Sunday, January 07, 2007
Swedish Food and Drink
It was helpful for me to go home and talk to people in person who are interested in my Swedish excursion because they asked me questions about life in Sweden that I have started to take for granted or overlooked entirely. For example, a key component to any culture and lifestyle is obviously food and drink, but outside of the now infamous "Fika" blog entry, I've given very little mention to Swedish culinary delicacies and delights.
Upon hearing the question "What's the food like in Sweden?," my immediate response was "not very different to what I have known in the U.S." Relatively speaking, this is very true. In comparison to the unique flavors found in Spain, Italy, France, Asian countries and many others, the food in Sweden is fairly familiar to the American palate. Yet unto itself, there are many characteristics that set Swedish food apart.

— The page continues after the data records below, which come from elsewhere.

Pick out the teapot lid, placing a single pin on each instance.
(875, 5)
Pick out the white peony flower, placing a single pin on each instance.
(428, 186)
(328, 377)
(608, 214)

Fish is the central Swedish genre of food, coming in all shapes and sizes with many different sauces, spices and manners of preparation. "Lax" (Salmon) is common and available everywhere served either hot or cold, Also omnipresent is "Sill" (Herring) which comes in forms pickled, marinated, pan-fried and many other fascinating presentations usually complementing the main dish. Other fish entrees are seasonal including the aforementioned blog entry of crayfish (August) and a December favorite of some Swedes (loathed by others) is lutefisk, where preparation actually begins in August!
Other dishes include wild game and reindeer (yes, reindeer and you Americans need to get over your Rudolph and Bambi issues), which simply can't be beat with a savory glass of red wine. Boiled potatoes, Swedish meatballs, lingonberry jam and sauce and hearty breads full of natural fiber all distinguish food in Sweden. The famous Swedish "smörgåsbord," which means "sandwich table," is a full buffet of extraordinary food intended to be gradually enjoyed, lightly sampled and where patrons linger for a long time delighting in an experience truly Swedish.
As for drink, despite Swedes being known for their schnapps, aqvavit and vodka, beer remains the most affordable and favorite of the alcoholic drinks. If you come to visit, part of your experience will be learning about the legend of Swedish "Skål," the beverage toast to begin formal and informal meals which dates back to the Viking era. Coffee is always available and usually consumed after the main meals of lunch and dinner. And ordinary tap water is very good, though I do wish there were drinking fountains in Europe....
Fast food is not nearly the sensation it is in the States, but you can't go too far without finding a McDonalds and there may well be a Burger King around the next corner. "Pizza & Kebab" (Kebab is a Middle Eastern meat prep) can be found everywhere, which is almost equivalent to your typical fast food joint in the States.
And finally, while much is made of the ever-growing portion sizes in the U.S., Swedes seem to do just fine with generally smaller portions, though I have a really hard time finishing the supposed "individual-sized" pizzas here.